Light ‘outbursts’ from star orbiting black hole observed with naked eye, say researchers


Researchers have succeeded in observing with the naked eye blinking “outbursts” of light from a star orbiting around a black hole, Kyoto University said Thursday.

Light from such a star sometimes grows brighter in what scientists call “outbursts,” and its blinking has been detected only by X-ray equipment.

According to the university, Mariko Kimura and colleagues on a science research course, who have been monitoring V404 Cygni, a binary system comprising a black hole and an orbiting stellar companion, called on researchers in 14 countries to observe the system using 35 telescopes after an outburst was observed there for the first time in 26 years last June.

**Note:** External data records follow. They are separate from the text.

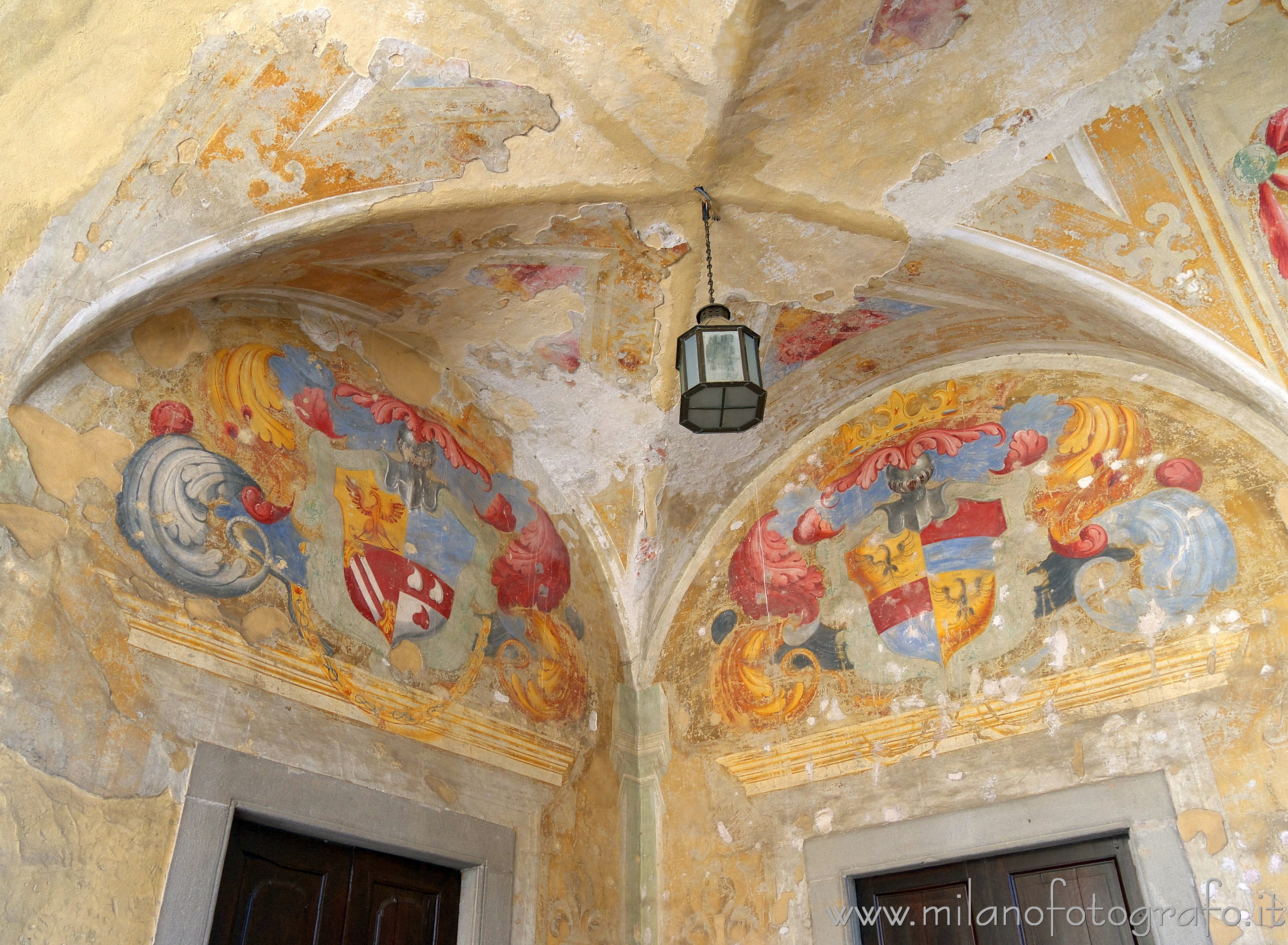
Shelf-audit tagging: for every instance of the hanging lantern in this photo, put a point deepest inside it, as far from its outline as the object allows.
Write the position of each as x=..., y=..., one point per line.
x=719, y=363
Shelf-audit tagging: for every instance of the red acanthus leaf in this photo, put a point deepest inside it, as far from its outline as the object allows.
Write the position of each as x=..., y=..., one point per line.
x=170, y=417
x=1180, y=473
x=812, y=529
x=1274, y=225
x=535, y=570
x=767, y=577
x=312, y=407
x=499, y=514
x=261, y=509
x=1027, y=448
x=387, y=409
x=1090, y=543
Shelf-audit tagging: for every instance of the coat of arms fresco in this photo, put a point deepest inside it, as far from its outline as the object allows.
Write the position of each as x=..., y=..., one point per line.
x=401, y=550
x=964, y=538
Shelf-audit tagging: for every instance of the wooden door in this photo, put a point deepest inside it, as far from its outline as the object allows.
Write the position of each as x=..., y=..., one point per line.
x=281, y=889
x=1050, y=896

V404 Cygni is located some 7,800 light years away. The black hole is one of the closest to Earth.

Their 18-day visible observation found the companion star turned brighter than usual, registering an 11th visual magnitude rather than a previous 18th.

A star of the 11th magnitude can be seen with a telescope. In addition, they observed optical variations on timescales from 45 minutes to 2 hours.

An outburst is caused by a nearby star’s gas flowing toward a black hole, gathering in a disc and shining brightly at optical, ultraviolet and X-ray wavelengths before spiraling into the black hole.

The extraordinary phenomenon happens only in a black hole binary system, according to an expert.

“In the future, you may be able to see a star being shone by light from a black hole with the naked eye at an observatory,” Kimura said.